Tuesday, October 21, 2014

What Matters?

"Never waste your suffering." This was in response to a question I'd asked him about whether he thought that suffering makes us into better people. He said, "Not necessarily. Not automatically. Suffering just happens, constantly and randomly, and if you don't make anything out of it, then it causes you nothing but harm — it happened to you for no reason. But suffering can also be the greatest possible invitation to transform — but only if you accept that invitation, and only if you go through a complete catharsis, and only if you actually change yourself because of what you've experienced. But that part is up to you. Only you can execute a catharsis in your own life. Suffering without catharsis is nothing but wasted pain. And you should never waste your pain, never waste your suffering. It's powerful stuff, the most powerful stuff there is. Use it. Transform from it. Learn. Grow. Be better."  Jim MacLaren

I want to repeat that one line, because it has never stopped ringing in my head: SUFFERING WITHOUT CATHARSIS IS NOTHING BUT WASTED PAIN.

Don't ever let your pain be wasted. Make something of it. Use it for transformation. Harness its power and evolve.

Jim MacLaren died in 2010.

What I've learned from this new pain is that I am enough.  Or I hope I have learned it.  Before David died I spent an inordinate amount of time wondering What I Was Going To Do Next.  How I was going to make my mark on the world, or make a bigger more important mark on the world.  I was destined for greatness, I needed to find a way to Change Things. 

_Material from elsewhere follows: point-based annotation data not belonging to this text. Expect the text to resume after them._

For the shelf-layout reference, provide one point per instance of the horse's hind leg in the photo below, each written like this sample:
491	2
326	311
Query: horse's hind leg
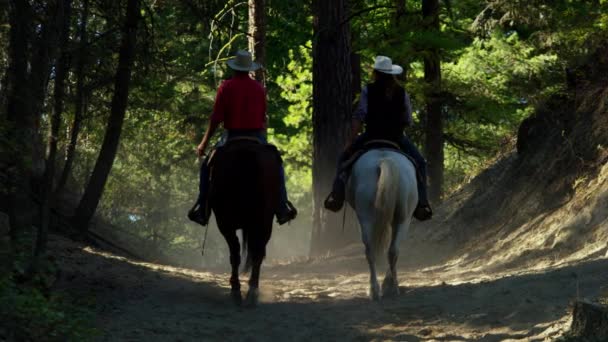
374	288
235	261
257	250
253	293
390	284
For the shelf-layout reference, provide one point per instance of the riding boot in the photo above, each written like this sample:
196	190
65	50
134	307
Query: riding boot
335	200
423	210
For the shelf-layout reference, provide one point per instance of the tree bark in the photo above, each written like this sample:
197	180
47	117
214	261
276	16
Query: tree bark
61	68
257	34
92	195
332	102
42	59
434	122
21	120
80	98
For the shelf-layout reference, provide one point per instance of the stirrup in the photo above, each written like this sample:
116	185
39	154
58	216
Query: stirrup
197	215
333	202
287	215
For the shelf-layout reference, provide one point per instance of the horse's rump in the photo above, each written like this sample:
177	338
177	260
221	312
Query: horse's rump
244	182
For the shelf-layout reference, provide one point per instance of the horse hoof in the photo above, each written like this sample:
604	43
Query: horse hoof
391	292
252	298
389	289
236	297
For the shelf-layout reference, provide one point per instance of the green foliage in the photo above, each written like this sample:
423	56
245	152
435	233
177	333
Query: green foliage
28	314
295	141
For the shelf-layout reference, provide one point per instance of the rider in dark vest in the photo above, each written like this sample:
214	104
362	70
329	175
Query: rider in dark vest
385	109
240	104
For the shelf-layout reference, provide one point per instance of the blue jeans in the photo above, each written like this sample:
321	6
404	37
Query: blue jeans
408	148
204	171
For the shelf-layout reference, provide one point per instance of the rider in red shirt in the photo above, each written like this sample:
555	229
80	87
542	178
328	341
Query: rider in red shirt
240	104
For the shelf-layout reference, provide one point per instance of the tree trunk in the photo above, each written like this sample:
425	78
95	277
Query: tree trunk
257	34
92	195
21	121
80	98
42	59
332	101
434	120
61	68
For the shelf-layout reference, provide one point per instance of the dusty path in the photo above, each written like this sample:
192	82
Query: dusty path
147	302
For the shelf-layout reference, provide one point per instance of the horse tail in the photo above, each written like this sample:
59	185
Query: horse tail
245	253
385	204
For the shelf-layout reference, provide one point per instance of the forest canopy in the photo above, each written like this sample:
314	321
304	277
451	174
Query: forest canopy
111	97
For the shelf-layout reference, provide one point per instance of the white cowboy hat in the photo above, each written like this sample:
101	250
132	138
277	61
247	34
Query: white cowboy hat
242	61
385	65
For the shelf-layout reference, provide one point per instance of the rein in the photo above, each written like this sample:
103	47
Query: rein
204	240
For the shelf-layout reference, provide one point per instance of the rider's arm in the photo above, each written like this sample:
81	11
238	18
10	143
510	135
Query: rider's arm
408	111
208	134
355	128
358	117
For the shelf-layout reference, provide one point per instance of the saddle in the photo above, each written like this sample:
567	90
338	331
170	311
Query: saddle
375	144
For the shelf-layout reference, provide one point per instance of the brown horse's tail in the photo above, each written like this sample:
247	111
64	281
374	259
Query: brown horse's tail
245	252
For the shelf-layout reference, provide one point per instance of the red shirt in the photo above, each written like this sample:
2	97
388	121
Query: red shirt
240	103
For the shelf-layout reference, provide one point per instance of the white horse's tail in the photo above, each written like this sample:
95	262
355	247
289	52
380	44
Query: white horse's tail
385	204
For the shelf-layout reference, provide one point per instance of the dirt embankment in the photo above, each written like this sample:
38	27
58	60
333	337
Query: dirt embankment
544	204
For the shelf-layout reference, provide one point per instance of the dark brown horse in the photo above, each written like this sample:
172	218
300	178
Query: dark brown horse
244	195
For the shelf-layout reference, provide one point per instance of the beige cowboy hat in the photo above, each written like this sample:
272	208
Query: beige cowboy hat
242	61
385	65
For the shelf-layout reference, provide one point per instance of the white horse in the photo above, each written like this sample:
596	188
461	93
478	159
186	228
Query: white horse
382	190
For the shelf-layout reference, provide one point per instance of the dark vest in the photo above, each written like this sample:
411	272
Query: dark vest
385	117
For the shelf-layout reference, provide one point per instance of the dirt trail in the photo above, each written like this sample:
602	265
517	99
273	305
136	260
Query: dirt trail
148	302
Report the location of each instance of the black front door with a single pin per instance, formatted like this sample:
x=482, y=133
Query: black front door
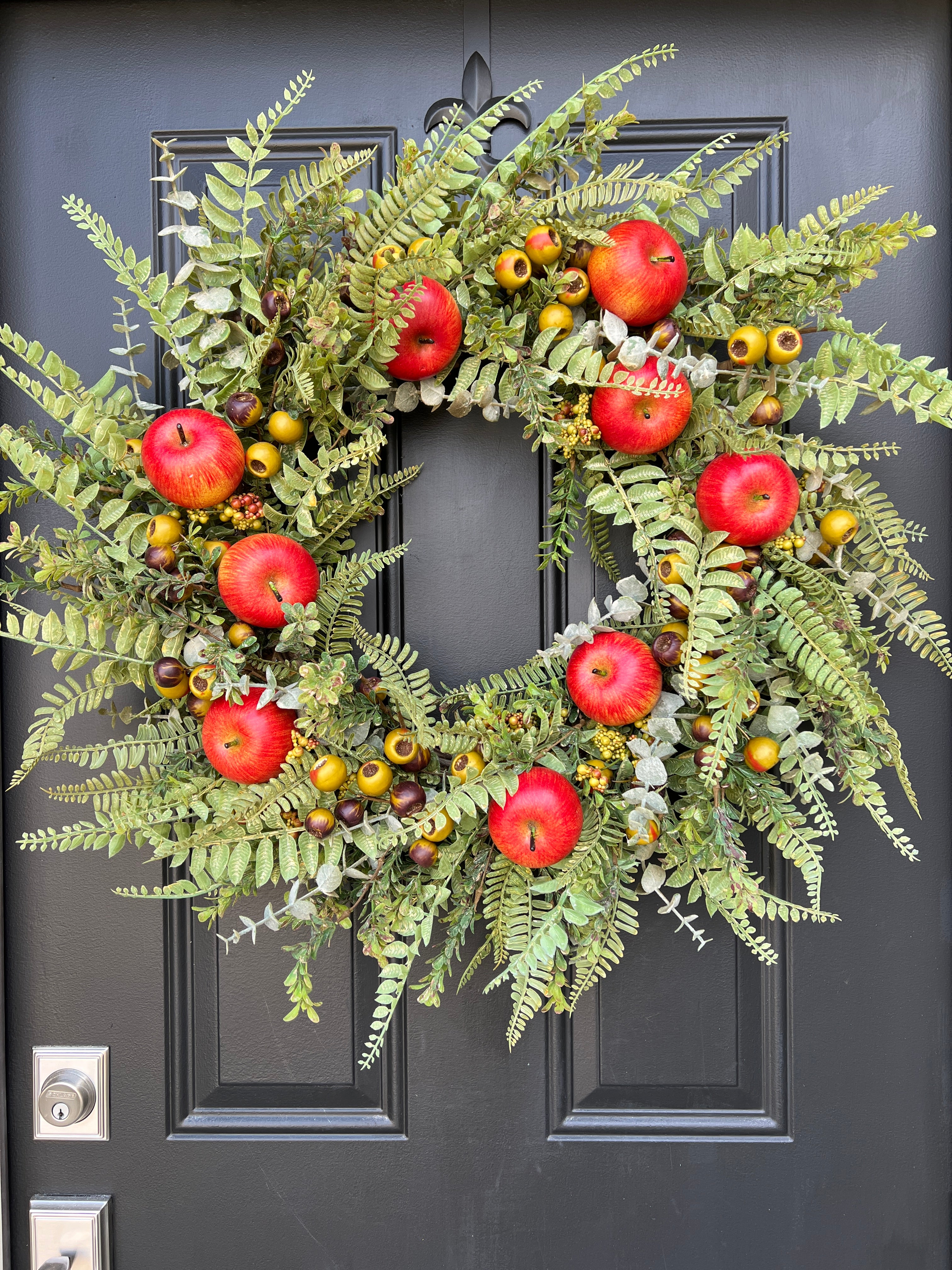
x=699, y=1110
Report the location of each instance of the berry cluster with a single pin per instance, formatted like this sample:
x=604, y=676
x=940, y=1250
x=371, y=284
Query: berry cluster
x=579, y=430
x=244, y=511
x=598, y=778
x=789, y=543
x=299, y=745
x=611, y=745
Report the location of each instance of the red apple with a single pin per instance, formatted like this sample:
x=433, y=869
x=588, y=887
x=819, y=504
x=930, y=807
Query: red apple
x=615, y=680
x=261, y=573
x=638, y=425
x=244, y=743
x=753, y=497
x=643, y=277
x=540, y=823
x=431, y=338
x=192, y=458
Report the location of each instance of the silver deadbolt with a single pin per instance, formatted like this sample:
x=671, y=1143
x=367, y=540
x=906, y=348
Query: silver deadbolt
x=68, y=1096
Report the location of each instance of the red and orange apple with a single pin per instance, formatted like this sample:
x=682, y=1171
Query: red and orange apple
x=753, y=497
x=244, y=743
x=192, y=458
x=615, y=680
x=637, y=425
x=643, y=276
x=432, y=336
x=261, y=573
x=541, y=822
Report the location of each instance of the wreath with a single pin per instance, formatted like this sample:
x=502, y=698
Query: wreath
x=204, y=554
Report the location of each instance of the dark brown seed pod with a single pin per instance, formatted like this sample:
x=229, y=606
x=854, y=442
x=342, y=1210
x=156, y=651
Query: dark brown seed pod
x=319, y=823
x=745, y=590
x=668, y=332
x=424, y=854
x=753, y=557
x=162, y=559
x=582, y=255
x=349, y=812
x=275, y=303
x=408, y=798
x=197, y=707
x=244, y=409
x=767, y=413
x=276, y=353
x=667, y=648
x=169, y=672
x=680, y=613
x=419, y=761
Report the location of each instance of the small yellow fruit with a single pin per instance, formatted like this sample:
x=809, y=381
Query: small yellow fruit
x=239, y=633
x=559, y=317
x=513, y=270
x=437, y=827
x=163, y=531
x=838, y=526
x=784, y=345
x=574, y=289
x=375, y=778
x=747, y=346
x=263, y=459
x=400, y=747
x=468, y=765
x=647, y=836
x=544, y=246
x=386, y=255
x=328, y=774
x=668, y=568
x=761, y=753
x=285, y=430
x=201, y=683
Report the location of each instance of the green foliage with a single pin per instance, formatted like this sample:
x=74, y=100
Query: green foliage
x=790, y=665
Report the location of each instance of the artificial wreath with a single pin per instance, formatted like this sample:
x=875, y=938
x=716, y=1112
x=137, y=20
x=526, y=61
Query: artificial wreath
x=205, y=554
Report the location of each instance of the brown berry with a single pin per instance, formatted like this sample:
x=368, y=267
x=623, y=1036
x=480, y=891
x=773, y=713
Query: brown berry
x=319, y=823
x=408, y=798
x=275, y=303
x=244, y=409
x=667, y=648
x=169, y=672
x=161, y=558
x=767, y=413
x=276, y=353
x=349, y=812
x=745, y=590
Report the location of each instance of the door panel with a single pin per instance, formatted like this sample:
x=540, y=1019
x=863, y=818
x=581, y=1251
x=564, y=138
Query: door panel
x=696, y=1112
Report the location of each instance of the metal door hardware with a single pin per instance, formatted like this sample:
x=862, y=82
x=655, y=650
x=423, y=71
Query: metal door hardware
x=71, y=1093
x=69, y=1233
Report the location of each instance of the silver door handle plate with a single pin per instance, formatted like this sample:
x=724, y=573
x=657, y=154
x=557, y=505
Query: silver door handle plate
x=70, y=1233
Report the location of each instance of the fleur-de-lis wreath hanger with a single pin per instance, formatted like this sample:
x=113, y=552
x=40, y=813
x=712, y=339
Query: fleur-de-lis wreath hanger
x=477, y=97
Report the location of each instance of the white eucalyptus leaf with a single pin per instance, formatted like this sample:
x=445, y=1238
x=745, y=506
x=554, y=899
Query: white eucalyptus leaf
x=653, y=878
x=650, y=771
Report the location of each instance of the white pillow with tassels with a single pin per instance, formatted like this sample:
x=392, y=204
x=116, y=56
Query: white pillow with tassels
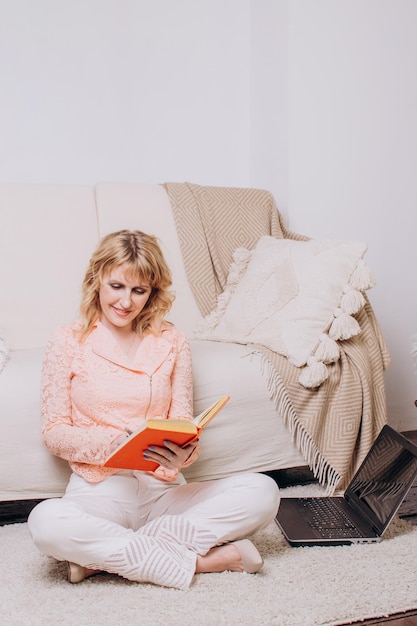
x=297, y=298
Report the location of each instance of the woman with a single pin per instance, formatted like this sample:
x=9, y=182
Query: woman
x=121, y=363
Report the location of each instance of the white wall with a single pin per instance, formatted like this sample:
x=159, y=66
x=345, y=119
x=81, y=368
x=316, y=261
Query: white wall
x=312, y=99
x=125, y=90
x=353, y=154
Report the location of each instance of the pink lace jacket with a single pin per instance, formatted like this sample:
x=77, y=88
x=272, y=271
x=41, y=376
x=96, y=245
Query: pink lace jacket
x=91, y=394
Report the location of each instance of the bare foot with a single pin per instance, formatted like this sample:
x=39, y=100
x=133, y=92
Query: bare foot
x=220, y=559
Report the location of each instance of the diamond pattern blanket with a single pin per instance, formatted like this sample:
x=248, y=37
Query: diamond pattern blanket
x=333, y=425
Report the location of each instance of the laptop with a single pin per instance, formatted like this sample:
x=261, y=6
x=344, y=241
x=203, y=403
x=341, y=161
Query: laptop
x=368, y=505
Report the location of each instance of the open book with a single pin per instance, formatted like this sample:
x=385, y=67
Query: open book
x=153, y=432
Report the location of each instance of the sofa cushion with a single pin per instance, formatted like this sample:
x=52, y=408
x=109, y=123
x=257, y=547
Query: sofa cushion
x=248, y=434
x=28, y=469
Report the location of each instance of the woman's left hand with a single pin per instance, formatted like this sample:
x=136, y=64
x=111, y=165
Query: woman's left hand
x=170, y=456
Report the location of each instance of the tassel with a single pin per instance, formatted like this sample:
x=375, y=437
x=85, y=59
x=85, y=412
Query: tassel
x=313, y=374
x=361, y=277
x=343, y=326
x=352, y=300
x=328, y=350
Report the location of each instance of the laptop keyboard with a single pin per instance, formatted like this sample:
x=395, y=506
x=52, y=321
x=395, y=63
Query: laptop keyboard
x=326, y=517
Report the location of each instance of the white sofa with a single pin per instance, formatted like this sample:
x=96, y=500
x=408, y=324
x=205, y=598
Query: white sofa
x=47, y=234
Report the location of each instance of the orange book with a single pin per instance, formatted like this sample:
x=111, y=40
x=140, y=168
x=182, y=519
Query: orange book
x=129, y=455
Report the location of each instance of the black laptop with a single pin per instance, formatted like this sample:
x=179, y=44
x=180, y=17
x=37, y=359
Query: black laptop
x=368, y=505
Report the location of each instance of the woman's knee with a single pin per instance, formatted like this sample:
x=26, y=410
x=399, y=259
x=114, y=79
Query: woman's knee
x=46, y=522
x=266, y=497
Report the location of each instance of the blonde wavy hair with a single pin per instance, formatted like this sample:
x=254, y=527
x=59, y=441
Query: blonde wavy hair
x=142, y=255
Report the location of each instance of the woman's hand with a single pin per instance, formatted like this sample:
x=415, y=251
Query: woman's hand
x=170, y=456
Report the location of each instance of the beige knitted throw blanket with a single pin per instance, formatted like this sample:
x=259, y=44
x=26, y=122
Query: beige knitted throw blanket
x=333, y=425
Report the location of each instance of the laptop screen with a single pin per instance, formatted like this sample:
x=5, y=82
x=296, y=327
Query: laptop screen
x=384, y=477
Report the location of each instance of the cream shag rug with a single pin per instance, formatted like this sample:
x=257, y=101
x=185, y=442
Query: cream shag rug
x=296, y=587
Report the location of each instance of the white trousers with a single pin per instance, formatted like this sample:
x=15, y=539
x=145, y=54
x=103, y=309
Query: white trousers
x=147, y=530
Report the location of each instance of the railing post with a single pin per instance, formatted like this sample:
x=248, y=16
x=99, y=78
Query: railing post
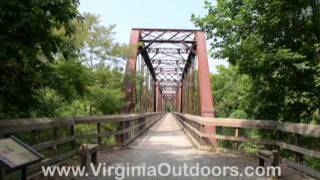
x=55, y=136
x=98, y=133
x=299, y=156
x=120, y=137
x=2, y=167
x=236, y=134
x=72, y=134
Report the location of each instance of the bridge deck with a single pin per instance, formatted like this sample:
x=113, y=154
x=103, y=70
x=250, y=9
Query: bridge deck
x=166, y=143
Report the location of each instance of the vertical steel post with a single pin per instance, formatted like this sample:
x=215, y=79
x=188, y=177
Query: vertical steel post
x=206, y=100
x=129, y=76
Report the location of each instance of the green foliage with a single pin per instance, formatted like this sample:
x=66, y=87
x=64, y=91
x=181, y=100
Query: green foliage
x=231, y=92
x=275, y=43
x=56, y=62
x=28, y=45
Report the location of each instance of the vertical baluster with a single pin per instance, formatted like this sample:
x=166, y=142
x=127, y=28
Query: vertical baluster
x=72, y=134
x=299, y=156
x=236, y=134
x=98, y=133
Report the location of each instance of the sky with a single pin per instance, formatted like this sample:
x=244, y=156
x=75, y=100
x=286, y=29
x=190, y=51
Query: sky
x=128, y=14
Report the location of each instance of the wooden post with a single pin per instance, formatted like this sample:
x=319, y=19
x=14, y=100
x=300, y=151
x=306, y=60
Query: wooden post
x=2, y=167
x=120, y=137
x=98, y=133
x=72, y=144
x=24, y=173
x=299, y=156
x=236, y=134
x=275, y=162
x=55, y=136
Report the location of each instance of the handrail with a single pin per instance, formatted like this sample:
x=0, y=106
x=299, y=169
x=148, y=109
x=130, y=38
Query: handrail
x=194, y=128
x=130, y=126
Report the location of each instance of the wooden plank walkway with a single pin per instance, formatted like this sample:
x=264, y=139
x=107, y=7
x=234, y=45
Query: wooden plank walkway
x=166, y=142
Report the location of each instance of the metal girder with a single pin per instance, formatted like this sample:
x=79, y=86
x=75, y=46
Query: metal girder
x=168, y=50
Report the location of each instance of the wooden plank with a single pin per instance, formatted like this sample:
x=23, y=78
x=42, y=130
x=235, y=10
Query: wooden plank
x=48, y=144
x=300, y=128
x=298, y=149
x=112, y=118
x=297, y=128
x=301, y=168
x=10, y=126
x=51, y=161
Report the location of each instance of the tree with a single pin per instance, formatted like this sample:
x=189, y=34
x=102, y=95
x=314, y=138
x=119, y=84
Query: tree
x=231, y=91
x=276, y=43
x=96, y=43
x=29, y=44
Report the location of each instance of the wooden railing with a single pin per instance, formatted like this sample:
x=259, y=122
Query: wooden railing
x=194, y=127
x=64, y=131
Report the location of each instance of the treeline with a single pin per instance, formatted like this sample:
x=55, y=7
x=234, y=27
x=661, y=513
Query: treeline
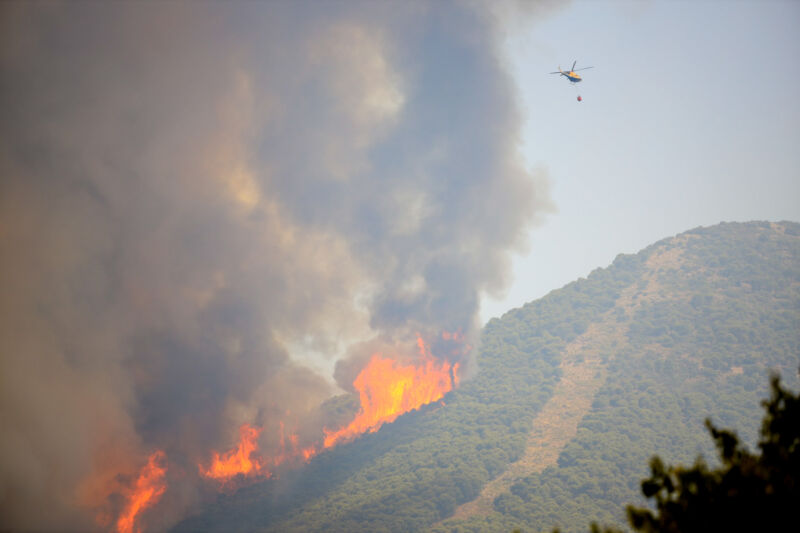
x=706, y=315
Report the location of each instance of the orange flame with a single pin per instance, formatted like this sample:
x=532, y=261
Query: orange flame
x=388, y=389
x=238, y=461
x=149, y=487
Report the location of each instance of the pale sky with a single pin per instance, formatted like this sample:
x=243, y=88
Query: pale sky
x=690, y=117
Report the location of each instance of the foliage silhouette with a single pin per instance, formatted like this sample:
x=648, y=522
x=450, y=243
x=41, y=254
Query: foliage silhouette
x=748, y=492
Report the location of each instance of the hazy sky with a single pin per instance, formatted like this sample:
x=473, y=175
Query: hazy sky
x=689, y=117
x=214, y=213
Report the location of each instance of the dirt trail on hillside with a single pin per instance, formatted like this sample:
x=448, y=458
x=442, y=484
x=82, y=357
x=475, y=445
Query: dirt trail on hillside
x=557, y=423
x=583, y=373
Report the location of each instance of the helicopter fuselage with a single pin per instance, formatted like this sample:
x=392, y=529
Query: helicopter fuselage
x=572, y=76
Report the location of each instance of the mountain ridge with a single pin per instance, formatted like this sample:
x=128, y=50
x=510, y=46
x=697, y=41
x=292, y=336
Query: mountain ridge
x=686, y=328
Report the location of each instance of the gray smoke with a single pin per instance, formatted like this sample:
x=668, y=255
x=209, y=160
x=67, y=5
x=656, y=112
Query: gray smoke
x=196, y=197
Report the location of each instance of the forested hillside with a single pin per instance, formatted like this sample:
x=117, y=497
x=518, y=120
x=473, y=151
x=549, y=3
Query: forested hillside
x=575, y=392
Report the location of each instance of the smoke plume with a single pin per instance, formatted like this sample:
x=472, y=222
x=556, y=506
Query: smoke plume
x=203, y=204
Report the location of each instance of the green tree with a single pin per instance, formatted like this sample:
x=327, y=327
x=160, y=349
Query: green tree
x=748, y=492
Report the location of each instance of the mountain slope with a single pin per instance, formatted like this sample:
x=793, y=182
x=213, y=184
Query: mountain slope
x=575, y=392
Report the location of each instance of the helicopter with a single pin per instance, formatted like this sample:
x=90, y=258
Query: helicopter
x=571, y=74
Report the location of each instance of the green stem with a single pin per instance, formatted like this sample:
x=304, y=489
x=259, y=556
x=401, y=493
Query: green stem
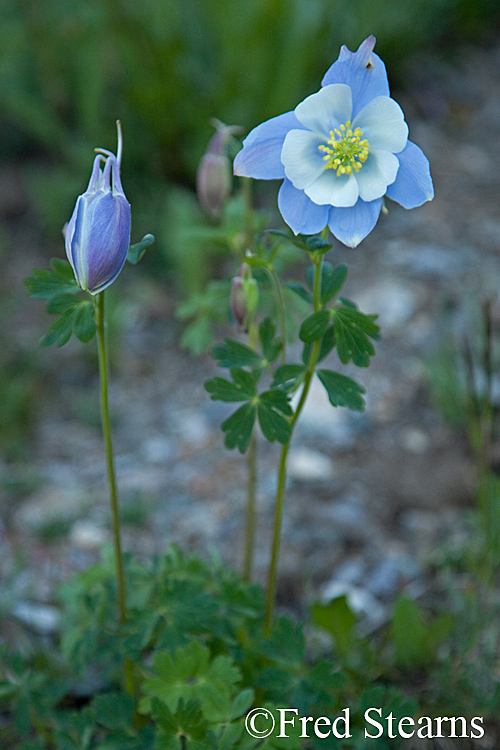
x=250, y=509
x=281, y=308
x=280, y=493
x=113, y=495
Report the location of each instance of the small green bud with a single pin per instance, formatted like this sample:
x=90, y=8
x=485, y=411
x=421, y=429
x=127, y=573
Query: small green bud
x=214, y=177
x=244, y=296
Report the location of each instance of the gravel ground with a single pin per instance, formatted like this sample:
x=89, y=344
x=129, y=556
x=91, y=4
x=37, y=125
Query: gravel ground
x=370, y=496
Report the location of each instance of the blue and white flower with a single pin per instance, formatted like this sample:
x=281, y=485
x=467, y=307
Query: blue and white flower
x=97, y=237
x=340, y=152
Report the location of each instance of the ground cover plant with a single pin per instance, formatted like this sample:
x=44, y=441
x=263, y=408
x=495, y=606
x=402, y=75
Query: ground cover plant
x=177, y=653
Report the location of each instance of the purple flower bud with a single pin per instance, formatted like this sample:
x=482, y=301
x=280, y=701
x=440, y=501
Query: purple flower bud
x=213, y=180
x=98, y=234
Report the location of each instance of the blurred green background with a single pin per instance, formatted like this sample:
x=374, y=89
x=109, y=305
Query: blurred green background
x=68, y=70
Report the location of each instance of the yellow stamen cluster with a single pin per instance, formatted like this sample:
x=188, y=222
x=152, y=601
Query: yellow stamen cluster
x=345, y=150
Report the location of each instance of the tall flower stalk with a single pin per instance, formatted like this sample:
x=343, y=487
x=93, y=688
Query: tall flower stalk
x=97, y=240
x=339, y=154
x=108, y=448
x=282, y=468
x=110, y=470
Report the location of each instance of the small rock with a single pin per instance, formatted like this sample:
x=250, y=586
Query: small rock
x=88, y=536
x=390, y=574
x=157, y=449
x=43, y=618
x=321, y=419
x=361, y=602
x=415, y=440
x=52, y=505
x=307, y=465
x=393, y=303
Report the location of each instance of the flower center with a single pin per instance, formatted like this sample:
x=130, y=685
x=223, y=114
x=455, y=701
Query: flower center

I thought I knew that things didn't matter.  I was never one for ownership, fancy cars, big houses, expensive clothes or gadgets.  But I still believed that more recognition, power, influence mattered.  I didn't know I believed this, I thought I just wanted to make a difference in the world; but in reality I wanted my difference to be valued so much that it would be recognized and honored.  By many.  For a little while after David died I believed this even more.  I would create meaning in my life again!  I would use my suffering for the greater good!  I would transform myself and the world!  I've calmed down a little bit now. 

Now, I am really learning that stuff doesn't matter.  I am not really any happier with my paid for car and house.  Yes, it's good to not worry about living in my car or choosing rent over food, both of which I spent many years doing, but there are new worries.  Worries don't go away.  And I just figured out that power, recognition, influence are a kind of stuff.  They don't really matter either and they never made me any happier.  When I was younger and riding the wave, looked up to, the go to person, I wasn't any happier.  I still felt like it was never enough. 

Now, what I miss most, what made me happiest, is the love and belonging I felt with David.  The community and family that came with being a part of his life and him being a part of mine.  Hearing people talk about his life and his powerful affect on them brings this into sharp relief.  They remember that he loved them, that he was present for them, that he accepted them where they were and who they were.  No one cares what he did for his work or how influential he was, how much he owned or how nice any of it was. 

I find myself relaxing into the knowledge that I don't have to do anything anymore.  No more striving or worrying or reaching.  There is only the question of how I will use this life and this suffering and sorrow.  Will I use it to make me whole?  To create in myself someone who is capable of love and compassion?  Someone who truly knows what that means?  I hope so. 

(I wrote this post a couple of months ago and found it in drafts.  When I wrote it I think it felt like too much, now it feels like something too share....)

The House Wins

This house stares me down every morning, and most mornings, it wins.  I drop my eyes, my shoulder's curve inward and I slink away. 
 
I sit outside with my morning coffee and every tree, bush and rock holds a memory.  I go inside and every piece of wood, tile, even the paint holds another memory.  The morning sun shining through the windows and warming the floors, the changes I've made to the shape of the rooms, these things don't keep the house from winning. 
 
I thought half way through the second year things would be easing off a bit.  And they are.  The grief is no longer a blazing sword, now it's more like an ever present set of eyes.  Watching, always there.  It rarely takes me down anymore but it wears away at me and I am tired.  My struggle now is not how to get through each day but how to find myself again. 
 
I know I feel like me when I get down off this mountain, away from the hills and trees that always feel so claustrophobic to me.  I know I remember who I am when I am with a student, teaching.  I know my soul breathes at the ocean, with the smell of salt and air I can feel on my skin.  Honestly, many days I want to leave these hills and this house and find a way to something new and clear.  
 
Someone told me the other day that it was just a house.  And he was right.  But right now, the house still wins.